They're fleeing the ad industry for the same reason so many "Jack Tars" fled from Britain's Royal Navy. In fact, in order to staff ships, hundreds of thousands of sailors had to be impressed. That means taken against their will and forced to work, ie they were enslaved.

Here's why: From roughly 1650 to 1800, wages for common English sailors stayed the same. They didn't go up one ha'penny, whatever a ha'penny is. 


I have only anecdotal information on this--and there is no independent press that looks into the advertising industry anymore--but my guess is that since the Robert Jacoby/Martin Sorrell/Saatchi brothers era--since the rise of holding companies, salaries for 85 percent to 95 percent of people in advertising are lower, in adjusted dollars, than they were almost half-a-century ago.

Advertising pay is less than it was in 1980. (For those who like short paragraphs.)

What we have here is a perfect storm of greed. 
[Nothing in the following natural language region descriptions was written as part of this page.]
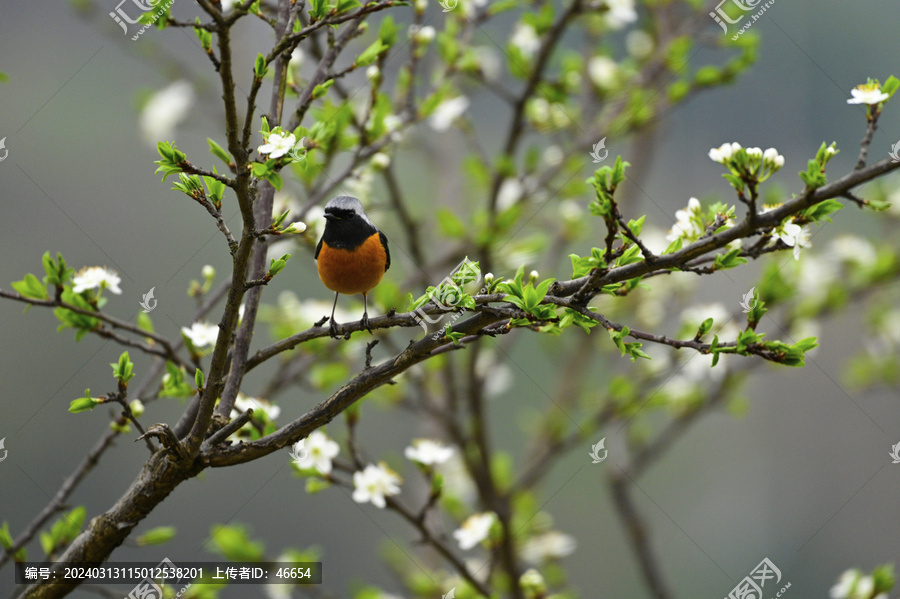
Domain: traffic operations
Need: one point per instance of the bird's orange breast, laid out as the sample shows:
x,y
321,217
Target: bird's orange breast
x,y
352,271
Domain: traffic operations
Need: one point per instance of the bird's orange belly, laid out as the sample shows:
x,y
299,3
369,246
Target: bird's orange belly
x,y
352,271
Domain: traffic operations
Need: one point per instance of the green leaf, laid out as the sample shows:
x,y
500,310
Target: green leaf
x,y
387,32
890,86
343,6
157,536
174,384
705,326
123,370
729,260
675,246
83,404
322,89
259,67
172,159
317,9
31,287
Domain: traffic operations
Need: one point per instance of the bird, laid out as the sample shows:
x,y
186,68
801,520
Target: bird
x,y
352,255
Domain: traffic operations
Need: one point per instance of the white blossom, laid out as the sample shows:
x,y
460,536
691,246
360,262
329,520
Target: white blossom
x,y
278,144
316,451
548,546
295,227
422,35
867,94
164,111
201,334
474,530
428,452
773,159
526,39
793,236
374,484
96,277
722,154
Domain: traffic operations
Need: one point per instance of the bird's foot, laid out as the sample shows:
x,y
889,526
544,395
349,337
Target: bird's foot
x,y
365,323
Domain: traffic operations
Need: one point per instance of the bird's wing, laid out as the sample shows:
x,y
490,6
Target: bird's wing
x,y
319,248
383,239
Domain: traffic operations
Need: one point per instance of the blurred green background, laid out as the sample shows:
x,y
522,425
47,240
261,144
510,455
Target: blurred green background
x,y
803,479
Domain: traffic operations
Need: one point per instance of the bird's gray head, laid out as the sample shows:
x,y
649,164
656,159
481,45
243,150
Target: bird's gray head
x,y
342,205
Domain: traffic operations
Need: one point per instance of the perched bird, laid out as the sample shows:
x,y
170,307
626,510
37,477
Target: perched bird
x,y
352,255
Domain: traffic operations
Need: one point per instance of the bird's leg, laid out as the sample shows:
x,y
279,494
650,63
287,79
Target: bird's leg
x,y
332,326
365,320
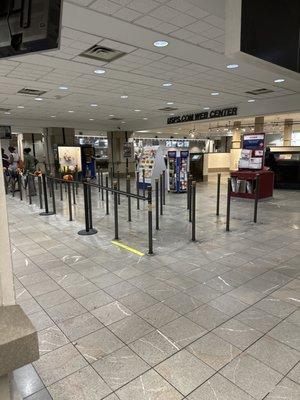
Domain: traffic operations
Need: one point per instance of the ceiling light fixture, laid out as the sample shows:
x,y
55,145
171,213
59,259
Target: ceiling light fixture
x,y
161,43
232,66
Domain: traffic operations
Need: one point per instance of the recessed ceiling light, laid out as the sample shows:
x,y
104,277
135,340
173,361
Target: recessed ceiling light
x,y
161,43
232,66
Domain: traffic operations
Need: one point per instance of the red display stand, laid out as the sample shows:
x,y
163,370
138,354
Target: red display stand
x,y
266,183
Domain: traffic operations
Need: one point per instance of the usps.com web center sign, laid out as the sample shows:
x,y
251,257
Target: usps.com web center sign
x,y
225,112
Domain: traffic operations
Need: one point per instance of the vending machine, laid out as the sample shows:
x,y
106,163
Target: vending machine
x,y
178,167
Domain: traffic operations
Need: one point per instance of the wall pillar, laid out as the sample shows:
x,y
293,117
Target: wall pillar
x,y
54,137
259,124
117,162
287,132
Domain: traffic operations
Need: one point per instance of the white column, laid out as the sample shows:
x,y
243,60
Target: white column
x,y
7,296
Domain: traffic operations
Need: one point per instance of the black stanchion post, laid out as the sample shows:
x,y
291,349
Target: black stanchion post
x,y
218,194
129,198
70,201
47,212
256,197
138,189
101,183
53,196
164,187
157,204
150,228
119,186
161,195
193,207
89,230
73,191
144,187
115,186
40,191
29,184
228,205
107,196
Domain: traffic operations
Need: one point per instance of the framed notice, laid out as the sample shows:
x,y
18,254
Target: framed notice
x,y
252,155
69,159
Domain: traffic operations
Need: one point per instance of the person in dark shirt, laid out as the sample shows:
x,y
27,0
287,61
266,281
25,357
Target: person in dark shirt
x,y
270,160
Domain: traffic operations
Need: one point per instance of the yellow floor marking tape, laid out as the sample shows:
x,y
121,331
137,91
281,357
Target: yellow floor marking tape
x,y
123,246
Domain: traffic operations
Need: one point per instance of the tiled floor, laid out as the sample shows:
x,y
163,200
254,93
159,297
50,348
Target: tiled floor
x,y
214,320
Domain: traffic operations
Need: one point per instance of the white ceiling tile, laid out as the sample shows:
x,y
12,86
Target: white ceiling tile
x,y
127,14
143,6
105,6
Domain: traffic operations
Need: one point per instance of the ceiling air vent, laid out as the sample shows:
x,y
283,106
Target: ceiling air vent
x,y
32,92
168,109
101,53
257,92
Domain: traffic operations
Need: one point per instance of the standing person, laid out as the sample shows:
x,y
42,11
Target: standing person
x,y
13,159
29,168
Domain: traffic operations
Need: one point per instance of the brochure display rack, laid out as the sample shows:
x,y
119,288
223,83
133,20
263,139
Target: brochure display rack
x,y
178,167
243,182
153,163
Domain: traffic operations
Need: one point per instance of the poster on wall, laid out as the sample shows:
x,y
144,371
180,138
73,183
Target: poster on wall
x,y
69,159
252,155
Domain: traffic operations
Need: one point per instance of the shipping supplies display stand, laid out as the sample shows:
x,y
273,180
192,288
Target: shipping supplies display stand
x,y
151,166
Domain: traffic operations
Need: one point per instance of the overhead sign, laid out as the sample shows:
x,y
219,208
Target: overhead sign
x,y
225,112
5,132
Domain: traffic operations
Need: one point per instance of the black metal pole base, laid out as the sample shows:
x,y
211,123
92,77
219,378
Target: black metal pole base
x,y
43,214
87,233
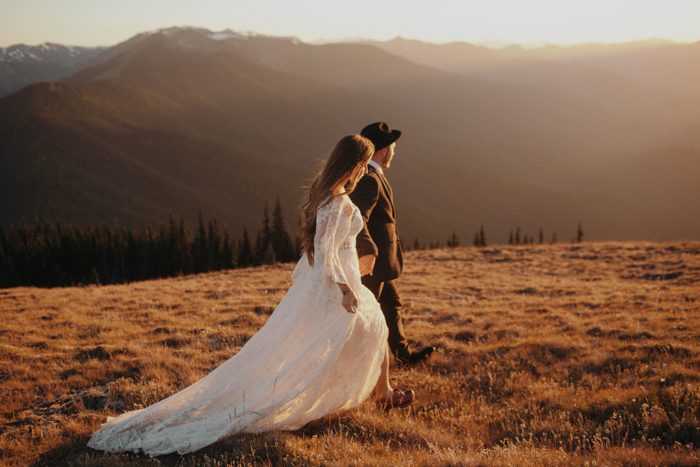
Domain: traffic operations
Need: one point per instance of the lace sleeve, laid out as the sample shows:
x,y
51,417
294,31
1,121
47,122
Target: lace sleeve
x,y
327,241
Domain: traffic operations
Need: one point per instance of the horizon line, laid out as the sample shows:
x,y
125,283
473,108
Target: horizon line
x,y
494,44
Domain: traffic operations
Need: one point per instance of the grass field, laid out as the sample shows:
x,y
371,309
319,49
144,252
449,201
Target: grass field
x,y
564,354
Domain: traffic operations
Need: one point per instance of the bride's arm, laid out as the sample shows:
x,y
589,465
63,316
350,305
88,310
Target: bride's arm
x,y
328,221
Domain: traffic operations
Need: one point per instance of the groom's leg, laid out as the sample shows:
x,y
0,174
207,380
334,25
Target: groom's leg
x,y
373,285
391,306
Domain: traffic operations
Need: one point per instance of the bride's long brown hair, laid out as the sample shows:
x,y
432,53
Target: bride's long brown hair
x,y
350,152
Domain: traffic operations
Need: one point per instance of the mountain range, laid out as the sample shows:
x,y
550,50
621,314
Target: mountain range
x,y
186,120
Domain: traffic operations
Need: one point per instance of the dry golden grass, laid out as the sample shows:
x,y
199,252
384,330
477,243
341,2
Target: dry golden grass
x,y
548,355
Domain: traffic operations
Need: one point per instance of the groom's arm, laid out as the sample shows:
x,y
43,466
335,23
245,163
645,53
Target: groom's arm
x,y
365,197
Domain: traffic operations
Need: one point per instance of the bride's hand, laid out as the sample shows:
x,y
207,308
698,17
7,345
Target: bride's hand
x,y
349,299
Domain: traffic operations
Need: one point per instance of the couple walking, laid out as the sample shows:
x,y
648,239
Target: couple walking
x,y
326,346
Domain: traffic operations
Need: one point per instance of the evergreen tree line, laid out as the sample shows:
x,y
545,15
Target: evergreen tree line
x,y
56,254
515,237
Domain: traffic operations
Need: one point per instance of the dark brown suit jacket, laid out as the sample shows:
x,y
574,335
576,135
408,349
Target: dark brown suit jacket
x,y
379,236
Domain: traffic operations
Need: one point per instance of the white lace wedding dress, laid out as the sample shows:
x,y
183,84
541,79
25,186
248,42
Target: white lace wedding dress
x,y
310,358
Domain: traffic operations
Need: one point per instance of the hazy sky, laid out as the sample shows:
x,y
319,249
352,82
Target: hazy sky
x,y
106,22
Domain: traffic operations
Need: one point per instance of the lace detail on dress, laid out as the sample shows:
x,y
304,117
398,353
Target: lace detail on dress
x,y
310,358
333,221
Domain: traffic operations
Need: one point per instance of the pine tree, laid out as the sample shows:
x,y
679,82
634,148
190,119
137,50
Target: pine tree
x,y
579,233
245,250
263,239
281,242
214,246
227,257
200,248
482,236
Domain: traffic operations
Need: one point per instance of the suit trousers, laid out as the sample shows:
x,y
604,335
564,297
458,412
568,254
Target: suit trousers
x,y
387,294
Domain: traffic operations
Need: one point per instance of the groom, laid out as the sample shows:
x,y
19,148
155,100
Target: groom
x,y
378,244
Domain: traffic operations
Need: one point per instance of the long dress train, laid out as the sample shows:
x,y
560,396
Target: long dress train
x,y
311,358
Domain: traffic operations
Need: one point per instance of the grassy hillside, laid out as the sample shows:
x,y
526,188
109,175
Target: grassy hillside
x,y
548,355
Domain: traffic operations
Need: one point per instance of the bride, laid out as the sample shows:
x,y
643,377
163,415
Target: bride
x,y
322,350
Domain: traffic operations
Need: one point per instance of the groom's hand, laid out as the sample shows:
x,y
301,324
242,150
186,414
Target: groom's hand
x,y
367,264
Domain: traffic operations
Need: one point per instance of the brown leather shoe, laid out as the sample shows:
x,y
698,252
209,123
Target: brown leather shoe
x,y
400,398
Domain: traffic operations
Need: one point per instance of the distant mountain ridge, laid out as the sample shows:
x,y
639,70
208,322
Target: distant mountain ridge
x,y
188,119
22,65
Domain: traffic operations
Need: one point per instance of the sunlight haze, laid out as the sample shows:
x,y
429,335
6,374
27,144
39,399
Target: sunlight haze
x,y
80,22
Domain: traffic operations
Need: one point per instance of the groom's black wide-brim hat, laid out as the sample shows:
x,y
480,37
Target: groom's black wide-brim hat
x,y
380,134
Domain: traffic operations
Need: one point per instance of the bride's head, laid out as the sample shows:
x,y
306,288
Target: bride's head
x,y
346,164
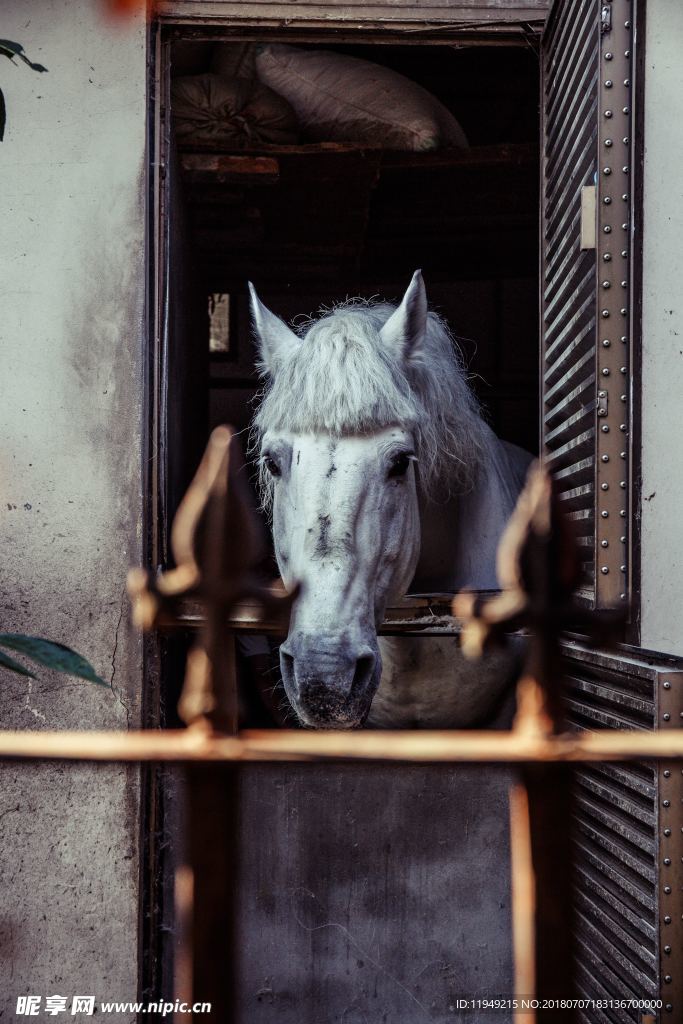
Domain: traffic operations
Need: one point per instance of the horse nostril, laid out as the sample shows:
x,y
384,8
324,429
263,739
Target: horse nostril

The best people in advertising--in any business--have always been ambitious and competitive. They've always wanted a raise every year--not just a cost of living increase--a genuine improvement in their standard of living. That's human nature. That's relatively immutable. That won't change.

Cave people wanted nicer caves. Better mammoth skin frocks. A nicer ocher cave painting.

Human nature.

Probably Neanderthal nature, too.

Ad people want the same things people have wanted since the rise in American liberalism which emerged from John Maynard Keynes and his influence on Franklin Roosevelt's New Deal. They've wanted to own a home. They've wanted college for their children. They've wanted good healthcare. A night off now and again. Maybe a week in St. Kitts every so often. And maybe four or five years of retirement before they die. Oh, and some work they could be proud of.

None of that is really plausible in today's ad industry. In fact, it's not economically feasible as long as the Chieftains of the industry earn 200 to 300 times what the median worker makes. There's just not enough money to go around.

I agree people are burnt out.

I agree people want to work from home more often.

But those two conditions are partly the result of inadequate pay, inadequate advancement, inadequate fairness.

Why spend two hours on a train (your commute is long in part because your salary is low) to work for a dead-end job that where the profit of a few demands low-wage unpaid hours from many?

I don't love working on my own. It's tough. Way more arduous than anything I've ever done. Like Derek Walker writes, running your own thing makes you "chief instigator, janitor, secretary and mailroom person." It's unrelenting. 

But when people ask, I tell them this. "It's nice to have restored for myself the relationship between hard work and pay." 

What's more, when GeorgeCo., LLC, a Delaware Company does hire planners, account people, producers, art directors, editors, colorists, designers, writers, etc. I pay them top-dollar because my clients deserve the best people. Not just the cheapest. People flee from me all the time. They're not fleeing from the work I offer. Because I try to treat people well and pay them what they deserve.

I think that's what's missing today.